The first time I came out was summer 2014. It was hot that day, and we were just lying around outside, talking. I was convinced that I was asexual. A few months later, I realized I was wrong. I was pansexual. Of course, I immediately told my friends, being the tiny little middle schooler I was, and of course they accepted me. I told all of my closest friends soon after, and it was lovely. I was happy that there were other people who accepted and loved me.

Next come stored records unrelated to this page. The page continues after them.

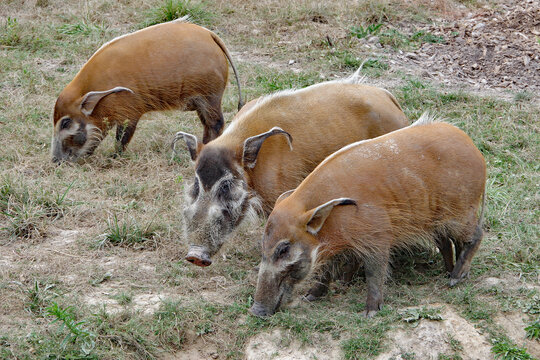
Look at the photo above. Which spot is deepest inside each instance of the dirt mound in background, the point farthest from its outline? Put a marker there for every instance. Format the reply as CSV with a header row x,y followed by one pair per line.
x,y
498,48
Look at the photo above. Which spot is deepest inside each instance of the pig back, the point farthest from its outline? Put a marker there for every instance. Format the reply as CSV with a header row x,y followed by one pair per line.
x,y
321,120
406,183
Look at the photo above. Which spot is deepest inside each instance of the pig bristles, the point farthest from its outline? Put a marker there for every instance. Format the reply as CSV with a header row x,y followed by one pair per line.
x,y
410,237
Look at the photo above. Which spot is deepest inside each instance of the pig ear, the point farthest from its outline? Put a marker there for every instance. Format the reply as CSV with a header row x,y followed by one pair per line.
x,y
192,144
91,99
253,144
284,196
317,217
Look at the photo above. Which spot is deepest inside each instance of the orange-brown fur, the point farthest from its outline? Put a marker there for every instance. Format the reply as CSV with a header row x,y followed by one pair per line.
x,y
405,197
320,120
174,65
422,183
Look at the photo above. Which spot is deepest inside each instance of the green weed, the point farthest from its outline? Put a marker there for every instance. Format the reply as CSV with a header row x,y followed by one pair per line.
x,y
398,40
80,28
174,9
282,81
415,314
361,32
76,333
38,296
127,233
169,326
123,298
375,67
533,330
344,60
504,350
362,347
10,32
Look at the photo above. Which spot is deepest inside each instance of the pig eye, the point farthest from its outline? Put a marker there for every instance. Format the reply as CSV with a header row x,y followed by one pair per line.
x,y
195,189
282,249
66,122
224,191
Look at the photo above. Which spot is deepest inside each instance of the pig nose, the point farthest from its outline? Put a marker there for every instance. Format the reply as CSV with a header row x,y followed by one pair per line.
x,y
258,310
199,256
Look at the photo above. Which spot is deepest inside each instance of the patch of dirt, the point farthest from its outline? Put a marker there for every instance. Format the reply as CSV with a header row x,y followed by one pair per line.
x,y
146,303
494,48
198,350
430,338
515,323
508,282
266,346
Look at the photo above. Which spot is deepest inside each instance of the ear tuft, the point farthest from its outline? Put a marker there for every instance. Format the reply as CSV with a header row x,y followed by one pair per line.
x,y
92,98
317,217
283,196
253,144
191,143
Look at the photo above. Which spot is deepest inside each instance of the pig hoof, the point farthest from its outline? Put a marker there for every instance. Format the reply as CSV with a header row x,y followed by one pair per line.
x,y
310,297
199,262
259,311
457,280
371,313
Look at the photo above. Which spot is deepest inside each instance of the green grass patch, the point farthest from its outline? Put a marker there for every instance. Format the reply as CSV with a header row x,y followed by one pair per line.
x,y
128,233
175,9
398,40
76,333
283,81
505,350
10,32
80,28
361,32
533,330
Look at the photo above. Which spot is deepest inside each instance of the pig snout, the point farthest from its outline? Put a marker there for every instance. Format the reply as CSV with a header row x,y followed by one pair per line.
x,y
199,256
259,310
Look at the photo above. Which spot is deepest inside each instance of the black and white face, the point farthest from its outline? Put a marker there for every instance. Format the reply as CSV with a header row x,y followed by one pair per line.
x,y
217,201
283,266
73,138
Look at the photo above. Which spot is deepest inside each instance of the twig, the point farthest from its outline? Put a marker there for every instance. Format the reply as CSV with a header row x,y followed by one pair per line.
x,y
63,253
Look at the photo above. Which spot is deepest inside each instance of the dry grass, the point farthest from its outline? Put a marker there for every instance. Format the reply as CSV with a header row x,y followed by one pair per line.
x,y
53,218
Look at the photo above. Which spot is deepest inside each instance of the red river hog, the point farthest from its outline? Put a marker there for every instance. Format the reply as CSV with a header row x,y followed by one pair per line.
x,y
423,183
174,65
245,169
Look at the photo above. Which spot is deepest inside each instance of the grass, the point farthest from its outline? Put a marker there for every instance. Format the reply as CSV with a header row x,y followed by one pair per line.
x,y
127,233
65,297
10,32
533,330
174,9
75,332
81,28
399,40
362,32
504,350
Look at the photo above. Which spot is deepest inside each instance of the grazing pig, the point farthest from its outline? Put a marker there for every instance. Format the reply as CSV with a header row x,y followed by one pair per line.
x,y
175,65
418,184
248,167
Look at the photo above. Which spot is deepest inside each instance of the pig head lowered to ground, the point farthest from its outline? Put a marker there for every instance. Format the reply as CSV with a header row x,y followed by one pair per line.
x,y
175,65
422,183
272,144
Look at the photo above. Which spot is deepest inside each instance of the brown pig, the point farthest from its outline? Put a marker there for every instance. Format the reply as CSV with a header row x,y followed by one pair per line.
x,y
248,167
423,183
175,65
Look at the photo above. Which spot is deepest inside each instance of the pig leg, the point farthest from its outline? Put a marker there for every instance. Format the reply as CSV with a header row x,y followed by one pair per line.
x,y
322,283
209,111
124,133
468,249
376,268
445,247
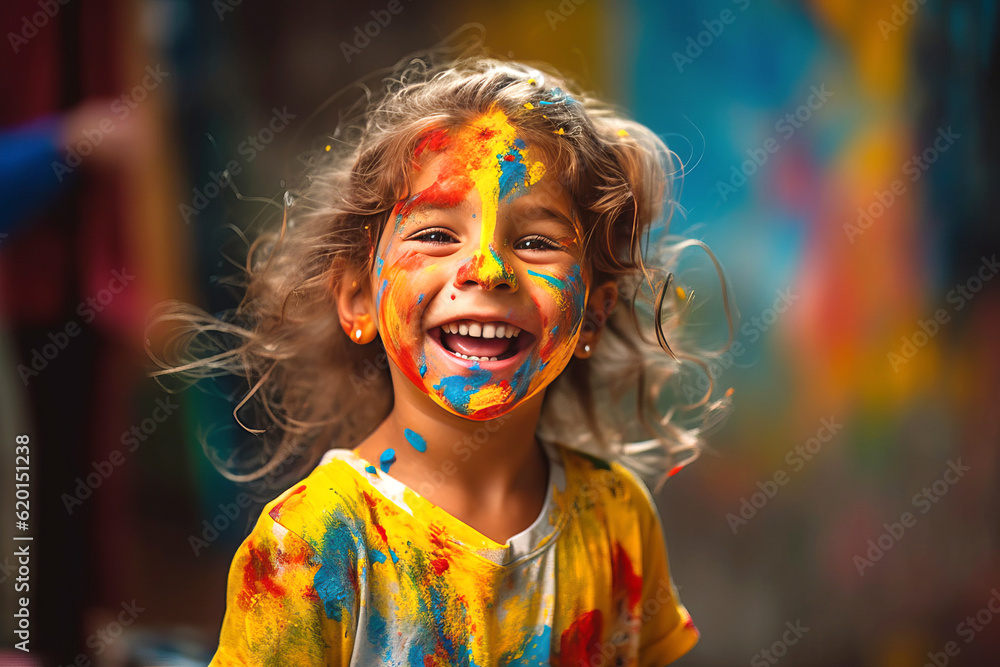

Just a few weeks ago, I came out to my parents. Now, let me start by saying that I love my parents and I will always love them, but they are not the most accepting of people. Sometimes, the things they say go from ‘bordering-on-offensive’ to just straight up offensive. Which brings me to my coming out. My parents read my text messages, so they already knew, but when I told my mother, we were in the drive-through of our local McDonald’s. She said she was fine with it, but that she didn’t want me using labels, which confused me. She was fine when my label was straight, but she couldn’t handle me being pan? “And besides,” she said, “you’re bisexual. There’s only two genders, despite what the internet and your friends may say.” That, to me, is the worst thing my parents have ever said to me. It hurt, being told by my own mother that I couldn’t identify as what I was.
Realizing I was pansexual was such an important part of my life, and even though I didn’t receive the response from my parents that I was hoping for, I’m glad I came out, because now I can be myself around everybody, even though my parents might need a little help adjusting. I feel so much more like myself every day, and I can stand the people who hate the LGTBQ+ community.